Chiamarlo documentario è assolutamente riduttivo. Una vicenda alla quale aggrapparsi per definirlo un film di fatto non esiste, o meglio, sembra non esserci, perché in realtà è, al di fuori del tempo, la contemplazione della meditazione, è l’uomo che indaga l’assoluto alla ricerca di un suo ruolo nell’universo. Girato nel monastero La Grande Chartreuse, vicino a Grenoble nell’arco di alcuni mesi, durante i quali Philip Gröning ha condiviso per intero la vita dei frati certosini, ha come unico accompagnamento sonoro, oltre la natura, il mormorio della preghiera. Solo ad un monaco, quasi che la pena inflittagli dal destino (Dio?) con la perdita della vista debba essere in qualche modo risarcita, viene permesso di parlare, di divenire portavoce del cammino di intensa spiritualità e di meditazione che la pellicola partecipa. O forse lui ne è l’unico degno per quel surplus di soffrenza che lo rende degno di parlare dall’alto dell’esperienza del dolore e della privazion e pertanto, in una visione cristiana, più vicino a Dio. Un filmato molto lungo che vuole dilatare il tempo così come la meditazione dilata la percezione delle cose. Una meditazione che è disturbata, solo una volta, dall’eccezionalità di un piccolo banale evento – l’arrivo di un novizio – che è sufficiente a scardinare il rigoroso ed inalterato ordine della vita monastica, prima di ritornare a ricongiungersi con il lungo silenzio.
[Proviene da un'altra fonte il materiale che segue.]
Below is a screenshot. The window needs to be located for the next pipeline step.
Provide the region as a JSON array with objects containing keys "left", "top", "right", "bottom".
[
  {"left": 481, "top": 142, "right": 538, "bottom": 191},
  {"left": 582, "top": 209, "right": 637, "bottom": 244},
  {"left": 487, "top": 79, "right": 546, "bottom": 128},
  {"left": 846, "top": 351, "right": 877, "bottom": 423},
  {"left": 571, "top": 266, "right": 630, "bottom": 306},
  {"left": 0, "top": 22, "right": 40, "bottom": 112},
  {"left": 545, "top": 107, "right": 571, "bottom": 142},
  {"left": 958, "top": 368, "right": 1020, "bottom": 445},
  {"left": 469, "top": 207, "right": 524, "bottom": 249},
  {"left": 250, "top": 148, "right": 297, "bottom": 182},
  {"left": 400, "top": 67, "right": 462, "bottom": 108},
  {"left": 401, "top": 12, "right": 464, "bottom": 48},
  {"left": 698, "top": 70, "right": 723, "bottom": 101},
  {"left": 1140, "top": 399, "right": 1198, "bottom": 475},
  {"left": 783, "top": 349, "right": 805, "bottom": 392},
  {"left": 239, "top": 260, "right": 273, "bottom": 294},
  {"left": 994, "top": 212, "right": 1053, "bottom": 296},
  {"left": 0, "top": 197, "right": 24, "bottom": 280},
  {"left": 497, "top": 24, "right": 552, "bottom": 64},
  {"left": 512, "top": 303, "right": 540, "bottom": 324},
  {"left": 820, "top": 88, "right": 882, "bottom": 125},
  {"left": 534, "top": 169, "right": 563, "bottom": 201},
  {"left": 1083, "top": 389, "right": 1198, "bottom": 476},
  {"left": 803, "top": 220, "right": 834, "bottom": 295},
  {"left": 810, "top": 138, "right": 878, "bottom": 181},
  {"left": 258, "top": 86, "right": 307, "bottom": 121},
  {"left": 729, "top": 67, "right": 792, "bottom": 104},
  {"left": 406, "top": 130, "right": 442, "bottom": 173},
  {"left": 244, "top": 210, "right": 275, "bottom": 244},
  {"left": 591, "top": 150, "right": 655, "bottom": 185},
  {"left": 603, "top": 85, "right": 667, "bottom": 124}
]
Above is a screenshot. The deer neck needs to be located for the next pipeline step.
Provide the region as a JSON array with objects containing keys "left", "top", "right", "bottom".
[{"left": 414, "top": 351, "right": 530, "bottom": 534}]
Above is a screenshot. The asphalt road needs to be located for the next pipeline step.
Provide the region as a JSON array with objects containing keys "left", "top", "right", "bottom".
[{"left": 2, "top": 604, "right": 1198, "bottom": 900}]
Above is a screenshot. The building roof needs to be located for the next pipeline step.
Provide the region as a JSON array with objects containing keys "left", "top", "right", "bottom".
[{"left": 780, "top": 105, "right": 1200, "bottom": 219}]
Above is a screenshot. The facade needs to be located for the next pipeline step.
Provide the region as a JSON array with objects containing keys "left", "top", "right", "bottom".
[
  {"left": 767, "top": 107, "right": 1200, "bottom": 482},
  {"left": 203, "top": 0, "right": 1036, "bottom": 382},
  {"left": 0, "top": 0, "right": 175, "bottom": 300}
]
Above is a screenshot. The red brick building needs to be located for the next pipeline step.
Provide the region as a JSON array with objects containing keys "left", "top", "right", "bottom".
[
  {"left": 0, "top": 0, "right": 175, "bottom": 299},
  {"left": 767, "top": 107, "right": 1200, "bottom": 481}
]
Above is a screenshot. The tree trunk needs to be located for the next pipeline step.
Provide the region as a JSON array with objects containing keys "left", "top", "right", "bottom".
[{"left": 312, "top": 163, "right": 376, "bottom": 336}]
È la celebrazione del cinema e del silenzio. Ridona al cinema il fascino degli esordi, quelli di un'arte muta che doveva – obtorto collo – affidarsi alla mimica e all’immagine per trasmettere tutto quanto successivamente il suono e con esso, il rumore, avrebbe arricchito ma anche disturbato e, talvolta, annientato. Il film è doppiamente provocatorio. Senza dubbio lo è per questo intento di renderci partecipi dell’infinità degli inascoltati suoni e rumori che si nascondono nel silenzio e poi perché, finalmente, dimostra che per calcare i difficili sentieri della meditazione non è necessario andarsene in Tibet, ma è sufficiente fare pochi passi da casa. Un film che in taluni paesi europei ha superato gli incassi di giganti dell’industria cinematografica come Harry Potter 4, dimostrando così quanta attenzione vi sia, nascosta (perché spesso contraria alle leggi del consumismo e quindi sdegnata dai grandi media), verso la meditazione, come se ciò incarnasse la volontà di fermarsi, di riavvolgere un nastro che ha corso troppo velocemente, un nastro del quale se ne sono perse le radici e, con esse, il rapporto con il mondo.
Il tempo, con il ciclo delle stagioni, sembra compiere un giro perpetuo al centro del quale l’uomo e la sua capacità di meditare riescono a trascendere, trasformando la ciclicità del cerchio in una linea retta verso la percezione di un senso infinito che non viene compreso appieno ma intuito e lentamente scoperto. Il monastero induce a ipotizzare una percezione che porti verso Dio, ma che invece, anche in questo senso, rivelando un altro aspetto provocatorio del film, invita forse solo a ritrovar se stessi.
Questo processo quasi riappacificatorio con una universalità dimenticata, in apparente antitesi con il quotidiano che freme nell’epoca dell’esplosione dei social network e della rete tutta, dove esternare è quasi un obbligo e dove il non partecipare inizierà a creare dei “diversi” e dei socialmente disadattati, pone l’attenzione con questo dualismo sul contemporaneo esistenzialismo, ben lontano da quello storicamente riconoscibile in Pascal o in Kierkegaard. Seppur involontariamente, diviene parte integrante del dubbio che identifica l’umanità unitamente al suo compulsivo contrario, ovvero alla frenetica esternazione, apparentemente senza limite né di tempo né di spazio per la quale il destinare ad un ipnotico, virtuale, immenso pubblico i propri pensieri, raccolti in quel gesto del “condividere” diviene simbolo della ricerca della certezza di non “sapersi soli”. Silenzio, natura, tempo, divengono anch’essi ingredienti, perduti e ritrovati, che nel loro trascorrere danno significato al desiderio ed alla necessità di comunicare, colmando quei vuoti che nessun #hastag potrà mai identificare, ovvero la comunione, l’appartenenza ai propri pensieri, al tempo ed al suo scorrere imparziale e costante sino a percepire - per i più fortunati - in sé, ciò che è al di fuori di sé.